Pho 66 In Hell's Kitchen Serves Delicious Vietnamese

Smart new Vietnamese in Hell's Kitchen

"The lightness; the freshness; the contrast of hot and cold, crisp and soft."

Such are the qualities Greg Hugunin admires about Vietnamese cuisine. Many of those attributes are on acute display at his new Hell's Kitchen restaurant, Pho 66.

Both the bowls of pho we ate were proudly, deliciously inauthentic. The first, Pho Verte ($7 for a small; $10 for a medium; $13 for a large), distilled a glut of produce, including leeks, carrots, dried shiitakes and kombu, into a rich broth. It was then finished with a wok-fired mix of water spinach, long beans and two types of bok choy, slapped with rice wine and sweet soy sauce.

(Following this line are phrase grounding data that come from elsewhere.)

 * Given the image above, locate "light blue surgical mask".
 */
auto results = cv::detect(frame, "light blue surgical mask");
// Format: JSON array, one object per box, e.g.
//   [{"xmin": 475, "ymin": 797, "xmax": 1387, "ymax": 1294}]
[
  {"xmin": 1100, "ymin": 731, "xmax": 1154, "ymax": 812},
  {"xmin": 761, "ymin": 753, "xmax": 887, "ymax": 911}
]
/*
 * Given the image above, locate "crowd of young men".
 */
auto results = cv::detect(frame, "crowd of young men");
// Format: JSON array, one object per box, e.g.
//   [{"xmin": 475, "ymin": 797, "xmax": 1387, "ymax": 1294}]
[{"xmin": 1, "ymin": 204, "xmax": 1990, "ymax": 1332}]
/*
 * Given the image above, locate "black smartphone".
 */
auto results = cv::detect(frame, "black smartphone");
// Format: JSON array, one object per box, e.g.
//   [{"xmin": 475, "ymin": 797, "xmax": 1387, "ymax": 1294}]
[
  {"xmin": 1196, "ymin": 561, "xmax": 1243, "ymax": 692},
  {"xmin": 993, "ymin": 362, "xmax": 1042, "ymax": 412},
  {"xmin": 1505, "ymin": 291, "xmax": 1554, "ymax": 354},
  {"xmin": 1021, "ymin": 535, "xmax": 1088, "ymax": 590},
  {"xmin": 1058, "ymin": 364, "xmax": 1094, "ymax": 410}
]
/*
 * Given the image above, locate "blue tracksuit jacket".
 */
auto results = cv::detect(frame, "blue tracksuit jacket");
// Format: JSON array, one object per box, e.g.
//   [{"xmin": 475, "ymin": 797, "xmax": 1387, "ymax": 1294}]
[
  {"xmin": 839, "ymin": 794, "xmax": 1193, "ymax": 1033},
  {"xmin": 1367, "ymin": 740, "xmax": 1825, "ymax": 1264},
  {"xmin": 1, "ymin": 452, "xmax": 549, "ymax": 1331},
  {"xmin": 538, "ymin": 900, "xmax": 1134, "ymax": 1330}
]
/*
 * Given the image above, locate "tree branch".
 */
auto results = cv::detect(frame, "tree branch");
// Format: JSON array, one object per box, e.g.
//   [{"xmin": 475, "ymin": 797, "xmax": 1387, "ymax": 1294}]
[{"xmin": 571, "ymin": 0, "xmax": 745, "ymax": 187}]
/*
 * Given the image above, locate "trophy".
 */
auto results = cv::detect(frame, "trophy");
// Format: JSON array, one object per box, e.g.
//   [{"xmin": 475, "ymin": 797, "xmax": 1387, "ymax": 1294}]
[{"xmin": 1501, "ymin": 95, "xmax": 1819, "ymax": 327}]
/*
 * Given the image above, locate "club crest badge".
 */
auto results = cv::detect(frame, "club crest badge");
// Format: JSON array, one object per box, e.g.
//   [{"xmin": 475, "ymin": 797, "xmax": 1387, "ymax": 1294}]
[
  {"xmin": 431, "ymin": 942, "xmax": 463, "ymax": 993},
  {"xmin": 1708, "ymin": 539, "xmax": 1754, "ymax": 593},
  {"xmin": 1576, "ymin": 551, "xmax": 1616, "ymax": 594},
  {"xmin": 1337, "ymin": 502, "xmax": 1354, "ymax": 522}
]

The other, Pho Deluxe ($21), comprised a footbath-size bowl of beef broth and four types of beef. There was the classic rare eye of round, but also grilled skirt steak and poached shank.

The flavors of both were lucid, all green pastures in the Verte and bovine intensity in the Deluxe. For garnish: a rather traditional Southern Vietnamese collection of lime, cilantro, chile, Thai basil and mung bean sprouts. A drop of one; a squeeze of another; to each his or her own.

A dessert of black rice pudding ($5) was plenty satisfying. But we kept thinking: With a menu this robust, there are no doubt other dishes worth exploring.